Bulk migration provides efficient low downtime migration. Unlike migration with vMotion migration, bulk migration requires a restart at the destination, the workload remains available during the replication process, and the switchover can be scheduled on a maintenance window. This allows large-scale migrations of hundreds (up to 250 in a single group) of workloads to VMware Cloud on AWS SDDC.

The bulk migration option is designed for moving large amounts of VMs in parallel. It does this by using host-based replicating, which allows workloads to stay online during the seeding/delta replication stages. After data replication has been completed, we have two options – either schedule the switchover for a specific maintenance window or switch over immediately to the target location. This happens over the HCX WAN optimized mesh and is backwardly compliant as far as vSphere 6.0. HCX also offers the option to upgrade VMTools and hardware compatibility in bulk migrations. This allows organizations with older versions of vSphere the opportunity to make these upgrades simultaneously.
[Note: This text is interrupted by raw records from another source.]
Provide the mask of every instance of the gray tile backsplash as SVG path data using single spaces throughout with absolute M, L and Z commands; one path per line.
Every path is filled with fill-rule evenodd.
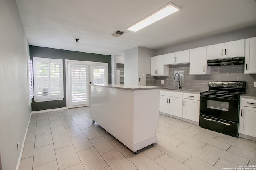
M 244 81 L 246 82 L 246 93 L 256 94 L 256 74 L 244 74 L 244 65 L 216 66 L 211 68 L 210 75 L 189 75 L 189 64 L 170 65 L 169 76 L 152 76 L 146 75 L 146 86 L 158 86 L 168 88 L 178 88 L 178 82 L 174 83 L 174 75 L 180 75 L 180 86 L 183 89 L 196 91 L 208 90 L 209 80 Z M 178 75 L 176 80 L 177 81 Z M 164 83 L 161 84 L 161 80 Z

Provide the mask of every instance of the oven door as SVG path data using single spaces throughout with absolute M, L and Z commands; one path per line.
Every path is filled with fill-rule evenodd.
M 200 95 L 200 114 L 238 122 L 239 98 Z
M 199 126 L 201 127 L 220 133 L 237 137 L 238 123 L 200 115 Z

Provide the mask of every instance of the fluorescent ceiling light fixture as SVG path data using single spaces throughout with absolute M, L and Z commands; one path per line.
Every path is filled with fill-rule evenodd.
M 129 26 L 126 29 L 129 30 L 136 32 L 181 9 L 180 7 L 170 2 Z

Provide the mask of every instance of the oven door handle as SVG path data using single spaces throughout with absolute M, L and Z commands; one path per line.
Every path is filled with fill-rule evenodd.
M 225 97 L 220 97 L 220 96 L 210 96 L 210 95 L 200 95 L 200 96 L 201 97 L 207 97 L 207 98 L 220 98 L 220 99 L 233 99 L 233 100 L 238 100 L 238 99 L 234 99 L 233 98 L 225 98 Z
M 230 124 L 230 123 L 226 123 L 222 122 L 222 121 L 218 121 L 217 120 L 212 120 L 212 119 L 207 119 L 207 118 L 206 118 L 205 117 L 204 117 L 204 119 L 205 119 L 206 120 L 209 121 L 213 121 L 213 122 L 217 122 L 217 123 L 220 123 L 223 124 L 224 125 L 228 125 L 229 126 L 230 126 L 230 125 L 231 125 L 231 124 Z

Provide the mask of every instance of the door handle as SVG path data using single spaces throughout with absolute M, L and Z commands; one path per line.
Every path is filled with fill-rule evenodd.
M 218 121 L 217 120 L 212 120 L 210 119 L 207 119 L 207 118 L 206 118 L 205 117 L 204 117 L 204 119 L 206 120 L 208 120 L 208 121 L 213 121 L 214 122 L 218 123 L 219 123 L 223 124 L 223 125 L 228 125 L 228 126 L 230 126 L 230 125 L 231 125 L 231 124 L 230 123 L 226 123 L 222 122 L 222 121 Z
M 247 103 L 248 104 L 256 104 L 256 103 L 250 103 L 250 102 L 248 102 Z

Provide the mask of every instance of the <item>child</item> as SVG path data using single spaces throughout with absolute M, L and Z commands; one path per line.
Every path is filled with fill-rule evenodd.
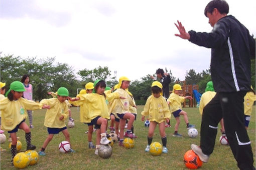
M 154 132 L 157 124 L 163 143 L 163 153 L 168 152 L 166 144 L 167 138 L 165 134 L 165 122 L 168 122 L 171 118 L 171 112 L 165 98 L 162 96 L 163 85 L 159 82 L 155 81 L 151 86 L 152 94 L 148 98 L 144 110 L 142 112 L 142 120 L 144 121 L 145 116 L 149 116 L 150 124 L 148 136 L 148 145 L 145 152 L 148 152 L 152 142 Z
M 57 94 L 58 94 L 58 92 L 48 92 L 48 94 L 50 94 L 52 96 L 53 98 L 57 98 Z M 75 120 L 73 118 L 72 118 L 71 116 L 71 110 L 69 108 L 72 107 L 72 104 L 71 104 L 67 100 L 65 100 L 65 102 L 68 106 L 68 116 L 69 116 L 69 121 L 74 122 Z
M 28 116 L 26 110 L 34 110 L 42 108 L 49 108 L 49 106 L 38 104 L 33 100 L 22 98 L 23 92 L 26 90 L 22 83 L 15 81 L 10 84 L 10 88 L 6 93 L 6 98 L 0 101 L 2 111 L 2 128 L 8 131 L 12 138 L 11 152 L 12 153 L 12 164 L 14 157 L 17 154 L 16 145 L 17 138 L 16 132 L 18 128 L 25 132 L 27 142 L 27 150 L 35 150 L 36 146 L 31 144 L 31 132 L 30 129 L 25 122 Z
M 172 112 L 176 120 L 176 124 L 174 127 L 174 134 L 173 136 L 181 137 L 182 136 L 178 133 L 178 129 L 180 123 L 180 116 L 183 115 L 185 122 L 187 124 L 187 128 L 189 129 L 195 126 L 194 124 L 190 124 L 188 122 L 188 118 L 186 112 L 181 110 L 181 103 L 185 101 L 185 99 L 191 100 L 191 96 L 186 96 L 185 97 L 179 96 L 180 92 L 181 92 L 181 86 L 179 84 L 175 84 L 173 86 L 173 92 L 170 95 L 167 102 L 171 108 L 171 112 Z
M 65 122 L 68 116 L 68 108 L 65 101 L 67 100 L 69 92 L 65 88 L 59 88 L 57 98 L 43 99 L 40 102 L 43 104 L 49 105 L 50 108 L 47 110 L 45 114 L 44 126 L 47 127 L 49 135 L 45 140 L 39 152 L 39 155 L 45 156 L 45 150 L 55 134 L 62 132 L 65 136 L 65 140 L 70 144 L 69 133 Z M 70 152 L 74 152 L 72 148 Z
M 252 88 L 252 86 L 250 86 L 250 91 L 248 92 L 244 97 L 244 102 L 243 105 L 244 107 L 244 124 L 245 128 L 247 130 L 250 122 L 250 114 L 252 111 L 252 106 L 254 101 L 256 100 L 256 96 L 255 92 Z
M 133 106 L 136 107 L 132 98 L 127 92 L 126 89 L 129 87 L 129 84 L 131 80 L 126 76 L 121 76 L 119 79 L 119 83 L 116 90 L 113 94 L 119 94 L 120 96 L 125 98 L 125 100 L 116 100 L 113 104 L 113 106 L 111 112 L 115 114 L 115 116 L 120 119 L 120 133 L 119 145 L 123 146 L 123 131 L 125 121 L 129 119 L 128 126 L 125 136 L 130 138 L 136 138 L 136 136 L 134 136 L 132 132 L 132 126 L 135 119 L 135 116 L 131 114 L 129 110 L 129 106 L 131 104 Z
M 92 92 L 94 88 L 93 83 L 89 82 L 85 84 L 85 90 L 82 90 L 79 92 L 79 94 L 76 97 L 79 97 L 80 94 L 89 94 Z M 80 121 L 85 124 L 88 125 L 88 142 L 89 148 L 94 148 L 95 146 L 92 142 L 92 132 L 93 132 L 93 124 L 91 122 L 91 120 L 89 118 L 89 106 L 88 104 L 85 104 L 83 101 L 81 100 L 70 102 L 76 106 L 80 106 Z
M 92 94 L 81 94 L 71 100 L 81 100 L 89 105 L 88 117 L 91 122 L 96 127 L 96 150 L 95 154 L 98 154 L 98 149 L 100 144 L 107 144 L 110 142 L 106 138 L 105 132 L 107 126 L 107 120 L 109 118 L 108 109 L 106 104 L 106 99 L 111 96 L 111 98 L 120 98 L 118 94 L 112 93 L 112 95 L 106 96 L 104 92 L 106 88 L 106 83 L 103 80 L 97 80 L 94 84 L 94 89 Z

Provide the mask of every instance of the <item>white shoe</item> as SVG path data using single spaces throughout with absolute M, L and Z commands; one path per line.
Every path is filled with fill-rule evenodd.
M 210 158 L 210 156 L 203 153 L 202 149 L 199 146 L 195 144 L 192 144 L 191 149 L 198 156 L 199 156 L 201 160 L 205 163 L 206 163 L 208 162 L 208 160 L 209 160 L 209 158 Z
M 111 143 L 111 141 L 109 140 L 106 136 L 101 138 L 100 139 L 100 144 L 108 144 Z

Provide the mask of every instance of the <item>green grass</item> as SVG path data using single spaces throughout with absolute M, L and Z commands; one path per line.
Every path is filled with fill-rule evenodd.
M 137 120 L 135 122 L 135 131 L 138 138 L 135 140 L 135 146 L 133 148 L 125 149 L 114 144 L 113 154 L 108 159 L 103 159 L 94 154 L 94 150 L 88 148 L 87 134 L 87 126 L 80 122 L 79 112 L 77 108 L 72 108 L 72 117 L 75 119 L 75 126 L 73 128 L 68 128 L 70 134 L 72 148 L 76 152 L 73 154 L 60 154 L 58 149 L 59 144 L 65 140 L 62 133 L 55 135 L 49 143 L 45 150 L 46 156 L 40 156 L 39 160 L 36 164 L 29 166 L 28 170 L 186 170 L 183 162 L 184 154 L 190 150 L 190 144 L 199 144 L 200 136 L 195 138 L 189 138 L 188 136 L 185 124 L 181 117 L 179 132 L 183 135 L 181 138 L 172 136 L 175 120 L 172 117 L 172 127 L 166 128 L 167 134 L 167 154 L 154 156 L 149 153 L 146 153 L 144 150 L 147 144 L 147 136 L 148 128 L 144 126 L 144 122 L 141 120 L 141 112 L 143 106 L 138 107 Z M 189 122 L 196 125 L 196 128 L 200 132 L 201 116 L 198 108 L 183 108 L 188 114 Z M 33 124 L 35 128 L 32 131 L 32 144 L 35 144 L 39 151 L 44 141 L 48 136 L 47 128 L 44 126 L 44 120 L 46 110 L 35 110 L 33 114 Z M 248 133 L 251 141 L 251 146 L 255 161 L 255 106 L 253 106 Z M 26 120 L 28 124 L 28 119 Z M 219 128 L 219 130 L 220 128 Z M 5 132 L 7 137 L 8 134 Z M 19 130 L 18 136 L 21 138 L 23 144 L 23 150 L 26 148 L 25 133 Z M 209 162 L 203 164 L 201 169 L 203 170 L 237 170 L 235 162 L 230 148 L 220 145 L 218 140 L 220 132 L 218 132 L 213 152 Z M 93 142 L 95 144 L 95 134 L 93 134 Z M 153 142 L 162 143 L 159 130 L 157 128 L 155 132 Z M 1 144 L 7 151 L 1 153 L 1 169 L 15 170 L 11 165 L 11 154 L 9 149 L 9 142 Z M 254 163 L 255 166 L 255 162 Z

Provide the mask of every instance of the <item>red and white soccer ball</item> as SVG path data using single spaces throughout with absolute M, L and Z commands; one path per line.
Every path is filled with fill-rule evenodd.
M 228 140 L 227 140 L 227 136 L 225 135 L 222 135 L 219 138 L 219 142 L 220 144 L 223 145 L 228 144 Z
M 63 140 L 59 144 L 59 150 L 61 153 L 68 152 L 70 150 L 70 144 L 67 141 Z

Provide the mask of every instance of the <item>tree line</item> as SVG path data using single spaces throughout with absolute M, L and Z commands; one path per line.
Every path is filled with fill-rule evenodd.
M 47 92 L 56 92 L 61 86 L 68 89 L 70 96 L 75 96 L 78 88 L 84 88 L 86 84 L 94 82 L 97 79 L 105 80 L 107 86 L 110 87 L 118 84 L 115 78 L 111 76 L 111 71 L 107 66 L 99 66 L 91 70 L 84 68 L 75 73 L 72 68 L 67 64 L 54 64 L 55 62 L 55 58 L 39 59 L 36 57 L 23 58 L 13 55 L 2 56 L 0 58 L 1 80 L 7 84 L 7 89 L 9 89 L 12 82 L 20 80 L 24 74 L 29 74 L 31 84 L 33 86 L 33 98 L 38 100 L 51 98 Z M 255 60 L 251 60 L 251 84 L 255 89 Z M 168 70 L 165 68 L 165 72 L 171 76 L 169 89 L 171 90 L 176 82 L 181 82 L 181 80 L 173 76 L 171 70 Z M 202 94 L 207 82 L 211 80 L 210 72 L 210 68 L 199 73 L 191 68 L 187 71 L 185 80 L 187 84 L 198 84 L 199 92 Z M 146 75 L 141 78 L 141 80 L 135 80 L 130 84 L 129 90 L 133 94 L 138 105 L 144 104 L 151 95 L 153 80 L 150 76 Z

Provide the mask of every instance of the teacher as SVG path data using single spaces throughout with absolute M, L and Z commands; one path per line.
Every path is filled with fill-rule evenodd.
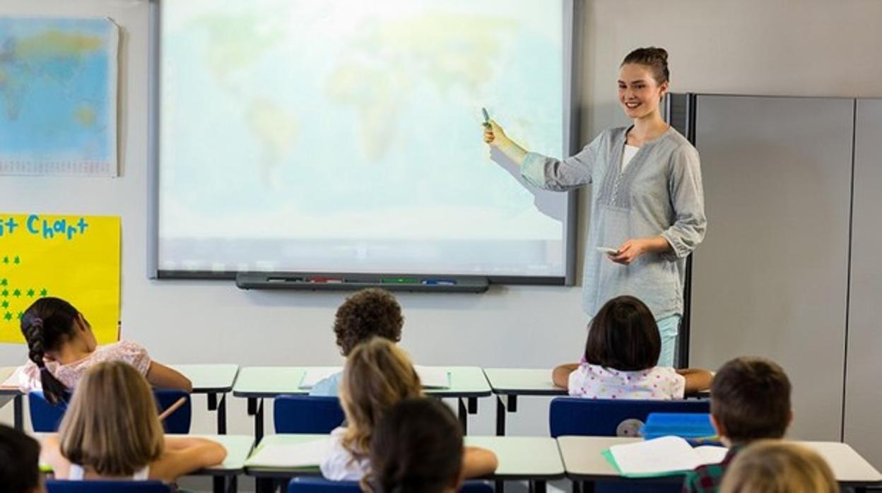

Replication Assisted vMotion

Replication Assisted vMotion (RAV) combines the best of the vMotion and bulk migration capabilities to make migrating large numbers of live workloads easier. RAV uses bulk migration for the initial replication process and allows parallel operations and cutover scheduling. vMotion is used to finalize the migration of the delta data and VM memory and networking state for the zero-downtime migrations.

You will naturally choose RAV over bulk migration if your design includes an extension of VLANs and requires a workload to be accessible over a network for the whole duration of the migration process. Bear in mind that all the prerequisites for vMotion are still applicable.

The following figure illustrates the RAV migration process:

Figure 3.8 – A RAV migration process summary

Cloud to cloud

You can leverage HCX to not only migrate workloads from on-premises to VMware Cloud on AWS but also within a cloud, or between different clouds.

Within VMware Cloud on AWS, you can leverage HCX to migrate workloads between SDDCs deployed in the same region or different regions. For example, you can leverage HCX to move to the i4i host type from an i3-based SDDC. You would need to pay attention to the traffic flow and avoid ingress costs if possible.

Additionally, this feature can enable a multi-cloud migration from VMware Cloud on AWS to another hyperscaler’s VMware cloud infrastructure offering, such as Azure, GCP, or Oracle. The following figure shows a conceptual cloud-to-cloud migration between VMware on AWS and Azure VMware Solution (AVS), using HCX:

Figure 3.9 – The HCX multi-cloud migration option

HCX cloud-to-cloud migration is a great way to provide flexibility, choice, and control over multiple service offerings.